Signal president calls ChatGPT "a bulls*** engine"

During Web Summit Rio 2023 last week, Yahoo News Chief Investigative Correspondent Michael Isikoff interviewed Signal President Meredith Whittaker. When Isikoff asked Whittaker a question that had been generated by ChatGPT about a Signal report that didn't exist, Whittaker called the chatbot "a bulls*** engine."

Video Transcript

MICHAEL ISIKOFF: Speaking of the predictive and perhaps, in some cases, inaccurate-- inaccuracies of AI, I have an example here, which I'd like to ask you. Because I went on ChatGPT the other day and asked, what should I ask Meredith Whittaker of Signal about AI?

And the first couple of questions were so prosaic, I'm not even going to-- what inspired you to work in the field of AI, and how did you get started, blah, blah, blah. And then ChatGPT said I should ask, Signal recently published a report on the role of AI in content moderation. Can you tell us a bit more about the key findings from that report?

MEREDITH WHITTAKER: That's a lie.

MICHAEL ISIKOFF: Where is your-- what did your report say?

MEREDITH WHITTAKER: There was no report.

MICHAEL ISIKOFF: No report at all.

MEREDITH WHITTAKER: This is bull [MUTED]. It's a bull [MUTED] engine. And I'm quoting Princeton scholar Arvind Narayanan so I say that. So I'm allowed to use that language on stage. But what ChatGPT is is it takes a huge amount of surveillance data of data that is scraped from the darkest holes of the internet-- it's Reddit, it's Wikipedia, it's message board comments, it's probably 4chan.

Nitasha Tiku at "Washington Post" actually did a really brilliant exposition of what is in the data sets that train OpenAI. And it's some pretty-- or train ChatGPT via Microsoft's OpenAI-- and it's some pretty disturbing content. But it has all of that.

And then, based on having been trained on that, so having been fed that massive amounts of data and trained with huge amounts of computational power, it predicts what is likely to be the next word in the sentence. So it's a statistical predictive engine.

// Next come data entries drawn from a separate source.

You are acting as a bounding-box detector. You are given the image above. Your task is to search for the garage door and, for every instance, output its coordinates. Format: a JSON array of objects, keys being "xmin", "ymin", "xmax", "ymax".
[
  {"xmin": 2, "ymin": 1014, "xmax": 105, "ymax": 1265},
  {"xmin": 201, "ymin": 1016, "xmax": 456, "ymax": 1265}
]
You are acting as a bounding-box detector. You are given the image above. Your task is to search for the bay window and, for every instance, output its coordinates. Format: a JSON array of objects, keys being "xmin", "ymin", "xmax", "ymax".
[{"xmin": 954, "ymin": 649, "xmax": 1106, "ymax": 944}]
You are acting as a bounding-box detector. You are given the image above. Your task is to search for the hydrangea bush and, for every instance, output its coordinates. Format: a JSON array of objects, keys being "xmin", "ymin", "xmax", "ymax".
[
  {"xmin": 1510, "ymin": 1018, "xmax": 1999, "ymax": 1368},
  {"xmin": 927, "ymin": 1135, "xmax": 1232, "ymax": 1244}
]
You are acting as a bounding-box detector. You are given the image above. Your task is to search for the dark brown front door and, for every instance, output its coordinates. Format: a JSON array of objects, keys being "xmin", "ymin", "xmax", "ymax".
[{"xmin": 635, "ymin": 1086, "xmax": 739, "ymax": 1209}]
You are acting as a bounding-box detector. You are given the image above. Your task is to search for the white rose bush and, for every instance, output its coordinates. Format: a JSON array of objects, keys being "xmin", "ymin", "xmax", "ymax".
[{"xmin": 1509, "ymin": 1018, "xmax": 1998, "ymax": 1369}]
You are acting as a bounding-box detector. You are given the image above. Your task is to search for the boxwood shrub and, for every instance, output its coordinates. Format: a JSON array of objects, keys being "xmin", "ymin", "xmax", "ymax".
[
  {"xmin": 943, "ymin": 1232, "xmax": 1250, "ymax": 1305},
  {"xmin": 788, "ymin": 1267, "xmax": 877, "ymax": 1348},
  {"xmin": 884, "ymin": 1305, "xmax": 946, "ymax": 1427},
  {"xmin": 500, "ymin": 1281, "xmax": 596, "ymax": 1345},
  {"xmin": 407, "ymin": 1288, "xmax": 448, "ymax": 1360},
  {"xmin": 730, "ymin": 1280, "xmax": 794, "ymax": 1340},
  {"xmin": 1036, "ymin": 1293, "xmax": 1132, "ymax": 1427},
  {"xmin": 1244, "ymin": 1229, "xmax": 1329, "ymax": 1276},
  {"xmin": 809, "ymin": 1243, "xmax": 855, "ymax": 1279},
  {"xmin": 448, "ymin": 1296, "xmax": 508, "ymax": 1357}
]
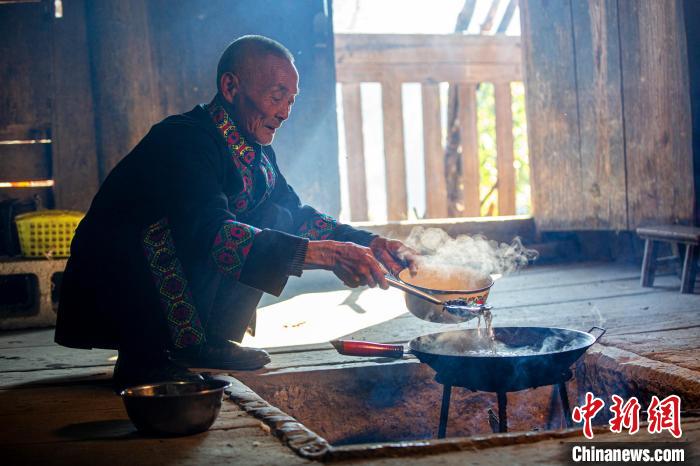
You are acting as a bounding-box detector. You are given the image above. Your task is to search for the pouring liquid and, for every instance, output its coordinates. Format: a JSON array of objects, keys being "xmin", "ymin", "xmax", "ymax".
[{"xmin": 443, "ymin": 299, "xmax": 497, "ymax": 353}]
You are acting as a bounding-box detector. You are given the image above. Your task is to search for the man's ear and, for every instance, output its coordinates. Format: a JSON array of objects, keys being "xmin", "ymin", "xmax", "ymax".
[{"xmin": 219, "ymin": 71, "xmax": 240, "ymax": 104}]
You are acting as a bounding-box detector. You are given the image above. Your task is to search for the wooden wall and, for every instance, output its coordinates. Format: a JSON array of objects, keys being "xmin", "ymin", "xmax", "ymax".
[
  {"xmin": 521, "ymin": 0, "xmax": 694, "ymax": 231},
  {"xmin": 0, "ymin": 1, "xmax": 56, "ymax": 208},
  {"xmin": 685, "ymin": 0, "xmax": 700, "ymax": 225},
  {"xmin": 0, "ymin": 0, "xmax": 340, "ymax": 215}
]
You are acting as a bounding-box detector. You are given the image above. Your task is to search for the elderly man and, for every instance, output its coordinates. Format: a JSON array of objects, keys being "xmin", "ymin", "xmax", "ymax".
[{"xmin": 56, "ymin": 35, "xmax": 416, "ymax": 390}]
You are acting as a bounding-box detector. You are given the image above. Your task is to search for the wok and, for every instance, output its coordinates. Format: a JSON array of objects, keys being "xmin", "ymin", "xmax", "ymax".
[{"xmin": 332, "ymin": 326, "xmax": 605, "ymax": 392}]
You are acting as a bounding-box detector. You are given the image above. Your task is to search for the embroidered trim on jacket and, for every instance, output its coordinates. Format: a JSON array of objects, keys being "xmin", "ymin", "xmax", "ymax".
[
  {"xmin": 142, "ymin": 218, "xmax": 205, "ymax": 349},
  {"xmin": 212, "ymin": 220, "xmax": 260, "ymax": 279},
  {"xmin": 205, "ymin": 101, "xmax": 276, "ymax": 214},
  {"xmin": 298, "ymin": 211, "xmax": 338, "ymax": 240}
]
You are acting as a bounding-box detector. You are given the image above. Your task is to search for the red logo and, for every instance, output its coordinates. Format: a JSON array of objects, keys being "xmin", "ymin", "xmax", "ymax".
[
  {"xmin": 572, "ymin": 393, "xmax": 683, "ymax": 439},
  {"xmin": 609, "ymin": 395, "xmax": 641, "ymax": 434},
  {"xmin": 647, "ymin": 395, "xmax": 682, "ymax": 438},
  {"xmin": 572, "ymin": 392, "xmax": 605, "ymax": 439}
]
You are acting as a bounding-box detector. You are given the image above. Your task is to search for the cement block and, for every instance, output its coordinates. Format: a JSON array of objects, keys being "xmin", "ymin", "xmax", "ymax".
[{"xmin": 0, "ymin": 258, "xmax": 67, "ymax": 330}]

And OK, that's a likely answer. But it's bull [MUTED], which is really, really important. Why are we using a bull [MUTED] engine for anything serious-- for real, for real? Because when you asked me this morning, you didn't know that was untrue.

MICHAEL ISIKOFF: I did not. I was-- I was madly googling to try to find this content moderation report--

MEREDITH WHITTAKER: Yeah. So wastes your time--

MICHAEL ISIKOFF: --which I couldn't find.

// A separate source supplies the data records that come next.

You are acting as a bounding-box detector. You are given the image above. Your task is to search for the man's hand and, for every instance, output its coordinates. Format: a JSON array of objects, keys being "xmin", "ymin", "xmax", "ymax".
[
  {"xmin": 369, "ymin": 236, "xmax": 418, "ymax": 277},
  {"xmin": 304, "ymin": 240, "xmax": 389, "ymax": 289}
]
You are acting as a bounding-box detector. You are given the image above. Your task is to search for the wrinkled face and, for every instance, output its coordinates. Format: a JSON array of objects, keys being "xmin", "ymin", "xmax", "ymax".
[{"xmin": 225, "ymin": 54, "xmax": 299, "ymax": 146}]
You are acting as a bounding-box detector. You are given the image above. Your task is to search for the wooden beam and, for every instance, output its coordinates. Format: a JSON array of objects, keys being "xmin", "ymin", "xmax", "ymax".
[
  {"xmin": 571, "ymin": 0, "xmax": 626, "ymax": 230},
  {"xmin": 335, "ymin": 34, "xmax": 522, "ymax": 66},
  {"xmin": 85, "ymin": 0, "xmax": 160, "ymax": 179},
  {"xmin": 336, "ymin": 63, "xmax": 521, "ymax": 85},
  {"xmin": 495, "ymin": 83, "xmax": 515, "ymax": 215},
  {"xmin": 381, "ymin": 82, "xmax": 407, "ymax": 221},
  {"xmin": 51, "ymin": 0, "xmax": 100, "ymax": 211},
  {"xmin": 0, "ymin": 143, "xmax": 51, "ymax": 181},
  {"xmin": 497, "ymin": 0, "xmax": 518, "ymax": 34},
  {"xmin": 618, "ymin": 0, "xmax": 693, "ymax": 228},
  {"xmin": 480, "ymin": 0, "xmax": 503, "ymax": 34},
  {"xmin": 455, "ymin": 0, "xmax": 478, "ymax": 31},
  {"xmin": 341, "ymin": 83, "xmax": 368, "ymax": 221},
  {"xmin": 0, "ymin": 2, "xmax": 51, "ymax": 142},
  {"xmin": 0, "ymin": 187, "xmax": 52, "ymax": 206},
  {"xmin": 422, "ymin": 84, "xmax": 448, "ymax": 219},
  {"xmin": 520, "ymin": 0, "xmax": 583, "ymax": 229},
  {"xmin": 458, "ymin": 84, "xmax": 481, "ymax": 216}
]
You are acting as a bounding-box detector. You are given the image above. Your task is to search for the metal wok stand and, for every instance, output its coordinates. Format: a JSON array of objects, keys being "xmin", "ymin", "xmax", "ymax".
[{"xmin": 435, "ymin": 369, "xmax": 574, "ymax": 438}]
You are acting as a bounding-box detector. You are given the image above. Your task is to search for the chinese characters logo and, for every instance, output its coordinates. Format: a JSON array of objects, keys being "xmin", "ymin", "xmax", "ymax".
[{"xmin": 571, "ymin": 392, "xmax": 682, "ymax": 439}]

MEREDITH WHITTAKER: --besmirches my name. And it gets much more serious than that because we are in an information ecosystem that is overrun by falsehoods, by half truths, by misinformation. And we need, as a society, we need access to some form of shared reality if we're going to have healthy Democratic deliberation that helps us govern and ensure the social benefit.

That shouldn't be controversial. And yet we see these companies-- Microsoft, in particular-- releasing a ChatGPT demo that behaves kind of like that uncle who shows up to holiday gatherings, has a few drinks, and then just talks confidently about [MUTED] he does not know about.

And that's funny at the holidays, but that's not something we should be injecting into our information ecosystem, into our core infrastructures. We should not be championing this as something you add on to a search engine where people go to find information they don't already know and check facts.

It's stunning to me that any of this is controversial. But given the margins that are set to be made on generative AI, I understand that a lot of people are provoked to delusion by the prospect of profits.